Dr. Espinosa believes strongly that "the safety lives in the dialogue, the discussion and analysis that can only take place by interrupting the story – turning on the lights and talking to each other." The panel discussion in the video illustrates this. It allows the experts to briefly analyze each incident and highlight both individual lapses and deeper systemic breakdowns.
The main focus is on the latter issues, which tend to be less visible, more complex, and harder to tackle, and often lead to more serious consequences. These are malfunctions in areas such as staffing, training, processes, planning, and oversight. In reviewing each incident, the panel dissects the system causal factors to the underlying sources.
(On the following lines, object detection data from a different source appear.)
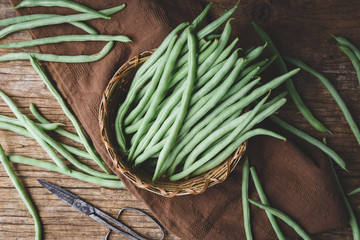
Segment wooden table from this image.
[0,0,360,240]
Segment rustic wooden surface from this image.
[0,0,360,240]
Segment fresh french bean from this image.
[0,90,70,171]
[182,69,300,139]
[128,35,181,160]
[0,14,97,35]
[30,56,109,174]
[9,155,124,188]
[183,96,268,170]
[0,121,91,159]
[249,199,311,240]
[252,22,330,133]
[0,42,114,63]
[269,115,348,171]
[169,128,284,181]
[0,115,64,131]
[115,23,188,153]
[241,156,253,240]
[285,57,360,144]
[152,31,197,181]
[324,142,360,240]
[0,4,125,39]
[250,167,286,240]
[166,78,260,175]
[125,39,217,125]
[0,35,131,48]
[30,103,81,144]
[11,0,110,19]
[0,145,42,240]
They ask, "Should that really have been her responsibility?" or "Why wasn’t the family involved in that process?" or "Where was the feedback confirming that hand-off?"
Overlook Hospital’s Nursing Officer, Lisa Kosnik, RN, agrees that a key benefit of video storytelling is the ability to stop and "pick apart the story and ask, ‘What could we do to improve this piece of the process or that?’" Her colleague Tina Maund, RN, Overlook’s Director of Performance Improvement, adds that "seeing and hearing the story" as it unfolds makes the analysis of the medical errors "not just an intellectual exercise but a much deeper experience."
Scharf encourages quality teams to involve senior leaders in storytelling projects. He himself appears in the "No Harm Intended" video as a middle-aged limo driver suffering from excessive pain following a bone marrow transplant. He says being visible in these kinds of ways sends a powerful message about leadership’s commitment to safety and willingness to lead by example.
Scharf says: "We all make mistakes. It is in telling the stories, sharing the parables, that we break the code of silence and secrecy surrounding medical errors." Such humility and optimism about the rewards of using stories to enhance quality training is a strategy innovators will continue to embrace. Because, no matter how powerful our data manipulation tools become, sometimes there is nothing more compelling than a story. In Don Berwick’s words, if in the rush to analyze the numbers we "skimp past the stories and the lessons they teach us, we’ll miss the humanity."